The Dismantling Project poster on pain as identity by Vickram Aadityaa.

You Hold Pain Because It Defines You

At some point, the pain stopped being something happening to you and became something you are. This is a gradual […]


At some point, the pain stopped being something happening to you and became something you are. This is a gradual process. No one decides to make suffering their identity. It accretes. The story gets told enough times that it solidifies. The wound becomes the central organising fact of the self. You know who you are in relation to what happened to you. The story of what happened to you explains your current situation. It explains why certain things are not possible for you.

Why certain behaviours make sense. Why you deserve particular treatment or particular understanding. The pain is not just a memory. It is a structure. The structure is useful. It provides continuity. It provides explanation. It provides, in some relationships, a claim on the care and patience of others. Releasing it would mean releasing the explanation. It would mean being responsible, in a new way, for who you are going forward.
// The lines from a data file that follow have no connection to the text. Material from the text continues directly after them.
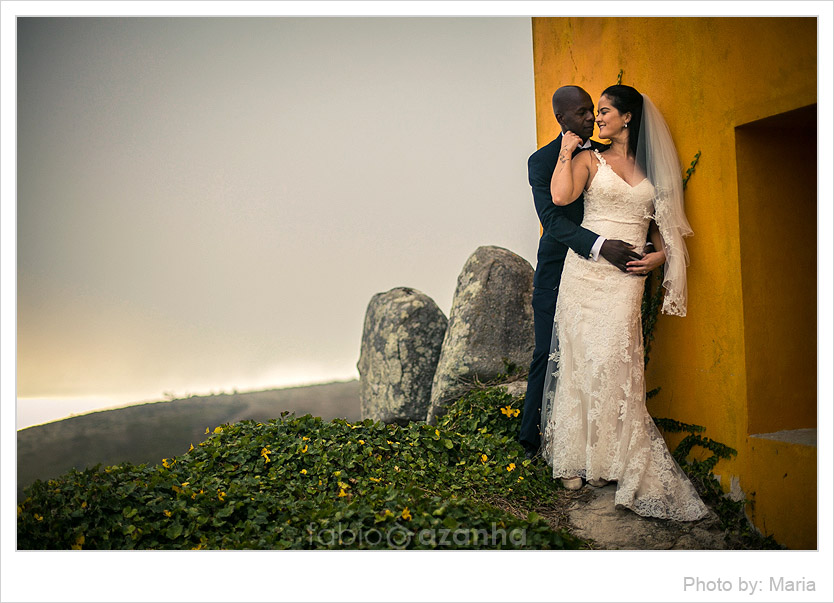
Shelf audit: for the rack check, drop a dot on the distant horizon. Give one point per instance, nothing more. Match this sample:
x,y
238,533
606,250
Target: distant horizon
x,y
206,204
33,411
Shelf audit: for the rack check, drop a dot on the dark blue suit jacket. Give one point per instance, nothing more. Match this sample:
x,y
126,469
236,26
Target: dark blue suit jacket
x,y
561,225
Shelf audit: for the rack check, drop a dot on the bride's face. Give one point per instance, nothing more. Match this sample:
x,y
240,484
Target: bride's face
x,y
610,121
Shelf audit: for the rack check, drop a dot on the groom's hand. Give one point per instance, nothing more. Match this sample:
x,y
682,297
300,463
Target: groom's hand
x,y
618,253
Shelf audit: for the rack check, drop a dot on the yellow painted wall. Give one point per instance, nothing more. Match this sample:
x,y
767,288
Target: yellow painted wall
x,y
707,76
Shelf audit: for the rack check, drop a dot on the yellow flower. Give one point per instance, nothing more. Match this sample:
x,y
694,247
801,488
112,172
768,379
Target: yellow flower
x,y
265,452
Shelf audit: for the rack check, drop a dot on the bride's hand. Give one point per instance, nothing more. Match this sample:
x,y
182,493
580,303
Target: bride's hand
x,y
570,141
647,263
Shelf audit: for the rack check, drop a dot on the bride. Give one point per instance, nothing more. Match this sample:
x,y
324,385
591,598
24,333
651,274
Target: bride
x,y
595,425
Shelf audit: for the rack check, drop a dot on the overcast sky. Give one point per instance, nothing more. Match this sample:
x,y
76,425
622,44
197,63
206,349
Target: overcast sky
x,y
210,203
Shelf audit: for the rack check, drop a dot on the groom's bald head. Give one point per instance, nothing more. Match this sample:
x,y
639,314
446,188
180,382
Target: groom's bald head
x,y
574,110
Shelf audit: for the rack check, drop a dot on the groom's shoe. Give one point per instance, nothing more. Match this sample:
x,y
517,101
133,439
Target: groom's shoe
x,y
572,483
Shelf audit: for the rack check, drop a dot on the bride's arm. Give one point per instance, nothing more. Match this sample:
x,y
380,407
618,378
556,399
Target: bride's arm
x,y
652,260
571,174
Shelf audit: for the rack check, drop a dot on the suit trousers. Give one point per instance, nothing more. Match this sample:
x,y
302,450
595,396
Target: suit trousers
x,y
544,308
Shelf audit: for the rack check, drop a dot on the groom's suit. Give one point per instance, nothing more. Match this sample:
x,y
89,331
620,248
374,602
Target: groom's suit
x,y
561,231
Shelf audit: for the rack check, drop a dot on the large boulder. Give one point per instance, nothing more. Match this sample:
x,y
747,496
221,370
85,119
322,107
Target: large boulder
x,y
401,343
490,325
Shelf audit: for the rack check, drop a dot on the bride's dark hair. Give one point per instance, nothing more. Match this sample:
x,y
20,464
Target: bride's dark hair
x,y
627,100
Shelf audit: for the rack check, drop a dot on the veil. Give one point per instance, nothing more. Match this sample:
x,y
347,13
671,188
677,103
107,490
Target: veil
x,y
656,153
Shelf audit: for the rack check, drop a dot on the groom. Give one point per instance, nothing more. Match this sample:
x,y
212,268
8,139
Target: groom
x,y
574,111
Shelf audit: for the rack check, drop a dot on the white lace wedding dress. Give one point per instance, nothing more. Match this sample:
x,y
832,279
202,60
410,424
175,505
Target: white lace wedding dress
x,y
595,422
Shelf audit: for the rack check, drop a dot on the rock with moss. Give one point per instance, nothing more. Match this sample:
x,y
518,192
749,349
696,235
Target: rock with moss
x,y
401,342
490,330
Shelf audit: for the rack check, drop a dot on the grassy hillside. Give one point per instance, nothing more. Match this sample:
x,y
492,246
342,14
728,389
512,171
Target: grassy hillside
x,y
304,483
146,433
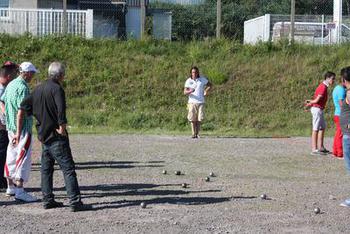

Without the story, the question of who you are becomes open again. This is not a judgment. This is how the psyche works when it encounters overwhelming experience. It builds around the wound. The building is necessary. The problem arises when the building becomes permanent and the wound becomes load-bearing.

If you do not know who you are without the pain, that is important information. Not about the pain. About the work that has not yet happened. The pain was real. What happened was real.

The question is whether the version of you that was built around it is who you are now, or who you became in order to survive then.